10 de agosto de 2020

ARQUITECTURA MALENTENDIDA


Vivimos un malentendido permanente. El cósmico margen de ambigüedad contenido en un “buenos días” da la dimensión del problema. Existe un acto creativo mayúsculo en la interpretación de la más simple frase, por muy cordial y bienintencionada que sea la emisión y recepción de la misma. Por muy dotados que sean los participantes, las segundas voces e intenciones del lenguaje son un abismo. Y ni que decir tiene si ese lenguaje no es el de las palabras. La arquitectura no es que navegue en las procelosas aguas de la interpretación sino que se maneja con una jerga voluntariamente excluyente. El binarismo de ceros y unos de las computadoras, es asimilable a los juicios de “me gusta” o “no me gusta” con el que se lee una obra por parte del público no entendido. A nadie se le escapa que hablar de “no entendidos” es reconocer la implícita y extrema codificación del mundo de formas en que se comunican los edificios con el mundo. Por eso mismo, ¿Hacia quien se dirigen sus mensajes? ¿Está obligada la arquitectura, como también le sucede a la música culta, a apelar solamente a una comunicación que tenga como centro receptor las tripas? 

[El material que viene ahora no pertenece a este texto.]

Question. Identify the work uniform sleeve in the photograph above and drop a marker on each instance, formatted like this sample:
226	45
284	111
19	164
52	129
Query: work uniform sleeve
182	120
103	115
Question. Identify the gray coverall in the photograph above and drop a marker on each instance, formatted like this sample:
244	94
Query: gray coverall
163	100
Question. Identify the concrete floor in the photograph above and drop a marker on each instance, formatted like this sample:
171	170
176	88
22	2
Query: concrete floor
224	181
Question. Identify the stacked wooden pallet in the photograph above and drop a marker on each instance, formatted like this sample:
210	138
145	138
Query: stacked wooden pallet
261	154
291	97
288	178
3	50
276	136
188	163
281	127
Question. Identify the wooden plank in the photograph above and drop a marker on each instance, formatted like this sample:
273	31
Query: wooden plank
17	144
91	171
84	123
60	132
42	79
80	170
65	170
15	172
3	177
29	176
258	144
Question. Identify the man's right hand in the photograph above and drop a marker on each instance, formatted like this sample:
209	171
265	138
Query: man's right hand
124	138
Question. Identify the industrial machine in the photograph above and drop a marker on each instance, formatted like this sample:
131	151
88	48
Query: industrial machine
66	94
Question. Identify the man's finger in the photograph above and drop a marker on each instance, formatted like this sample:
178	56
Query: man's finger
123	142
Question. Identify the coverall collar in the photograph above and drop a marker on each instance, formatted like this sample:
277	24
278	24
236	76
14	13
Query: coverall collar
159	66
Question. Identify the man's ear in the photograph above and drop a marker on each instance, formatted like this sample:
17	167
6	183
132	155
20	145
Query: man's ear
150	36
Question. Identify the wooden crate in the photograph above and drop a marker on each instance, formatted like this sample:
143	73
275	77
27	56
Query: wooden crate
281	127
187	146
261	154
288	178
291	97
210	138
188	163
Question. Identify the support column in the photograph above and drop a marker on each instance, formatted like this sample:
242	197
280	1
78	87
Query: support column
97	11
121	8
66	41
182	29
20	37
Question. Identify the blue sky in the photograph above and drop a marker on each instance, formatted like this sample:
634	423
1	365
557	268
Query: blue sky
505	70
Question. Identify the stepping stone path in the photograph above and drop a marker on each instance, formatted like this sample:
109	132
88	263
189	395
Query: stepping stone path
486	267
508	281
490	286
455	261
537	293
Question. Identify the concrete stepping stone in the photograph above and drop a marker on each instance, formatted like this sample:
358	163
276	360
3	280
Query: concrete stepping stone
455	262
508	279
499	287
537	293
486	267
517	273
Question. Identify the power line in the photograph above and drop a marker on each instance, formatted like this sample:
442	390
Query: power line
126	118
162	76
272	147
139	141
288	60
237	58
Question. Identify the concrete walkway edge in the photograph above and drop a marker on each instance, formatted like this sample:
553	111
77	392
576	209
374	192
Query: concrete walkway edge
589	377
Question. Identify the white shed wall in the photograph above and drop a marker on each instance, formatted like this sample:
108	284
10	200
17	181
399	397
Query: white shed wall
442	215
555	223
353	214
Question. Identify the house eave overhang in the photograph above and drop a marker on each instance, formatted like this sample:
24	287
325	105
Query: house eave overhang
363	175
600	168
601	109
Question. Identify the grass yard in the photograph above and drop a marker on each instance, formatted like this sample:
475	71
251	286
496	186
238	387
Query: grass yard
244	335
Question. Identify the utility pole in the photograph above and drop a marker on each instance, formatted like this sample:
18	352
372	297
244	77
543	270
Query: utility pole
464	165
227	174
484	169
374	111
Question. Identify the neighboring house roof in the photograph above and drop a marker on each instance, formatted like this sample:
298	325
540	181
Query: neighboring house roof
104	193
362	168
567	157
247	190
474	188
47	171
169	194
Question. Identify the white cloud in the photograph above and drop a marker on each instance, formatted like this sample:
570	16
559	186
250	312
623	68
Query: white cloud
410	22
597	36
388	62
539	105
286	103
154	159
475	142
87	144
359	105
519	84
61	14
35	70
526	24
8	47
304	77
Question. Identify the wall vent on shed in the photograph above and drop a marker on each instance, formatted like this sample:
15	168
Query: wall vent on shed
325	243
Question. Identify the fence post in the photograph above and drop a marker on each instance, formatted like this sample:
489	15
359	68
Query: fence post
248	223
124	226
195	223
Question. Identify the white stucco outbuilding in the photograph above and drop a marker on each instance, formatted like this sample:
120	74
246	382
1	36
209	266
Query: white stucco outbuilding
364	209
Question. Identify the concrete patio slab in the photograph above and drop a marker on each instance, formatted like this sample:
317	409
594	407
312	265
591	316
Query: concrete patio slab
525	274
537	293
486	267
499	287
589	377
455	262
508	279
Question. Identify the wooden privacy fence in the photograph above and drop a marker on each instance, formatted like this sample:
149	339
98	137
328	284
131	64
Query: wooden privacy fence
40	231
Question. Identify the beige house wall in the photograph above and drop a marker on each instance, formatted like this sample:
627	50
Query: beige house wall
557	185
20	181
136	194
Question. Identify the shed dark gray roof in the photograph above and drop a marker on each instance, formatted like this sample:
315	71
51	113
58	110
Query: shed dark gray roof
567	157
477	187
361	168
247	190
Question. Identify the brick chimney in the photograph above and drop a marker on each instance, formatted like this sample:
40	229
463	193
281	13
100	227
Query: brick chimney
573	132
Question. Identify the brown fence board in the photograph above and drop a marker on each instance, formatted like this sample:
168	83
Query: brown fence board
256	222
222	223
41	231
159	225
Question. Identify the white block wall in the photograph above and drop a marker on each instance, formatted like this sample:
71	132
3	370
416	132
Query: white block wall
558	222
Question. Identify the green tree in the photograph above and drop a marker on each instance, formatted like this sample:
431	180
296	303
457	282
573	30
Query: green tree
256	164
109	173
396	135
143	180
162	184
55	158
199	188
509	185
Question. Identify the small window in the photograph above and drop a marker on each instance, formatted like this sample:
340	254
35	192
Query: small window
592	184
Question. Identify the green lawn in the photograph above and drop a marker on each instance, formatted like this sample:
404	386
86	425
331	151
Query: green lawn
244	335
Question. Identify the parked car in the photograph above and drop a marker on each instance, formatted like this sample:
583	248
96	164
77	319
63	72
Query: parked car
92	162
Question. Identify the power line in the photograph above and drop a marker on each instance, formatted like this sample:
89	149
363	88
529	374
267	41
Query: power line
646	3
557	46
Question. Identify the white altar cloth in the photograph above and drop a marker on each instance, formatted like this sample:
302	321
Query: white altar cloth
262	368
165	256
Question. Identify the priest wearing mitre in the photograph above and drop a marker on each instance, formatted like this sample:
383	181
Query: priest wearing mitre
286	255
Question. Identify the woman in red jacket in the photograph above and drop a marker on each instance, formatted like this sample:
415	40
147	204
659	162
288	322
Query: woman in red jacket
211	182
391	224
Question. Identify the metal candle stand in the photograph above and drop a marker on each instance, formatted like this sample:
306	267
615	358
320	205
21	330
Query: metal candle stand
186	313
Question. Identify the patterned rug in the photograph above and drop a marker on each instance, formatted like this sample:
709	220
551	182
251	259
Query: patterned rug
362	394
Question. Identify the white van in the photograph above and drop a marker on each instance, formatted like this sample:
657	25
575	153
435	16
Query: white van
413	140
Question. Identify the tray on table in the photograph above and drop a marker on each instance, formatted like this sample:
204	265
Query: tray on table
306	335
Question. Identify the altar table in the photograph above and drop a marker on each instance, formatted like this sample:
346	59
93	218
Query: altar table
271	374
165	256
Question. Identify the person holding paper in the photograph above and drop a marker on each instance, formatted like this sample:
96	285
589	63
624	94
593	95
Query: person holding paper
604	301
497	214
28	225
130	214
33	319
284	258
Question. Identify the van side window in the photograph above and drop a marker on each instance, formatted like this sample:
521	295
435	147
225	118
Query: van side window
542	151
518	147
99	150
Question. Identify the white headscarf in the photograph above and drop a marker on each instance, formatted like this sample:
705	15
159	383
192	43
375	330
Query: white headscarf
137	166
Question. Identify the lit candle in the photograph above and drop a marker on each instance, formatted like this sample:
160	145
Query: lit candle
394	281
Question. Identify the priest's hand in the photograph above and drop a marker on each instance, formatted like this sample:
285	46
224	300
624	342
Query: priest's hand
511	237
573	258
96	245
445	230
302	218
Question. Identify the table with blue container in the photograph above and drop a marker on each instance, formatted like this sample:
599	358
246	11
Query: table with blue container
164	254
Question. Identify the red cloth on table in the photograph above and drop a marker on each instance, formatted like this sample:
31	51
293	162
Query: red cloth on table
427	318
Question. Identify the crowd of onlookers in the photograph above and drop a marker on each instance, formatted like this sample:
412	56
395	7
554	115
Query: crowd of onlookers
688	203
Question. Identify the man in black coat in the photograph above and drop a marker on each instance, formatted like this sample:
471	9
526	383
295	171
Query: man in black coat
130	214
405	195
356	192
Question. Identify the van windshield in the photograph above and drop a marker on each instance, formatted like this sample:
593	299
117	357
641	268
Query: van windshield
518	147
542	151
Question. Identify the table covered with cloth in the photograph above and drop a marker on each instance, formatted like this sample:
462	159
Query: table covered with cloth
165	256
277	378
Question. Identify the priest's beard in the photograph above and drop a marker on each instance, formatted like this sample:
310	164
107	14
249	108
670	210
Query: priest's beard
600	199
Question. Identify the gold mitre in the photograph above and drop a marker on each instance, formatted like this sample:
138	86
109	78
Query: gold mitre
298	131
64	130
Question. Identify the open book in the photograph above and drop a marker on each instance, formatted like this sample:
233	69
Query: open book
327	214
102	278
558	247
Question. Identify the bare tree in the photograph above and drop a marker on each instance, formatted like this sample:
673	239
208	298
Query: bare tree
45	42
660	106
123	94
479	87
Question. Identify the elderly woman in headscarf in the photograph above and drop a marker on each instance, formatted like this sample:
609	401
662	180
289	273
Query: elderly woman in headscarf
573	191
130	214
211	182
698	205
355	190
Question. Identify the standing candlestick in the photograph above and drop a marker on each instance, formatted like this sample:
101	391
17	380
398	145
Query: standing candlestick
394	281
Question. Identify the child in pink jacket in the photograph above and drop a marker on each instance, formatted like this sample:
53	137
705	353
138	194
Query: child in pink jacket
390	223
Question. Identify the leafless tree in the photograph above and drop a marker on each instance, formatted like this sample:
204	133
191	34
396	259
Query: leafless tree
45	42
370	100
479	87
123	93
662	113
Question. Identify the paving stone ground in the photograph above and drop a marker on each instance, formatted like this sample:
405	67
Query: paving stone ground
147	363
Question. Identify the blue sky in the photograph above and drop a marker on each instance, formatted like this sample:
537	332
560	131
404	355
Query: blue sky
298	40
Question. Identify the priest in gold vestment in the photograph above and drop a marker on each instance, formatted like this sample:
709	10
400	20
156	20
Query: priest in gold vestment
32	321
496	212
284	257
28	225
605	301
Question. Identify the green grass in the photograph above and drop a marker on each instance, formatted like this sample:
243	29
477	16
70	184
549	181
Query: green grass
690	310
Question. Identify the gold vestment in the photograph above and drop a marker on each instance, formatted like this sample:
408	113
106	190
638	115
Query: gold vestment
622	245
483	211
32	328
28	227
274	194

Por si no fuese suficiente, el tiempo añade extrañas y ricas capas de significado a cada piedra. A pesar de la coincidencia formal, entre el capitel corintio de la Linterna de Lisícrates y el empleado por Palladio en la Loggia del Capitaniato media una distancia mayor que la existente entre un dialecto bereber y el lenguaje de Dante. No es una cuestión de mera escolástica o de oscura presunción académica. Hasta la obra más silenciosa y neutra debe recurrir a una interpretación que acaba expresándose en vacua palabrería. En el mejor de los casos, las obras hablan entre ellas. La casa de Cristal de Johnson responde antes de tiempo, igual a como lo haría un engreído adolescente ante el sabio de la tribu, ante la oscura y escueta sentencia de la Casa Farnsworth. La casa Robie se ve contestada por el Pabellón de Barcelona como harían dos intérpretes de jazz ante una misma melodía. Flota un cruce de diálogos entre edificios que no coincide con el que mantienen en un nivel mucho más pedrestre sus propios autores. Como si los caballos discutiesen de las intenciones de los jinetes que los montan, las obras avanzan hacia un horizonte mucho más lejano y con un lenguaje del que solo percibimos una ligera parte de la dosis de verdad que contienen. 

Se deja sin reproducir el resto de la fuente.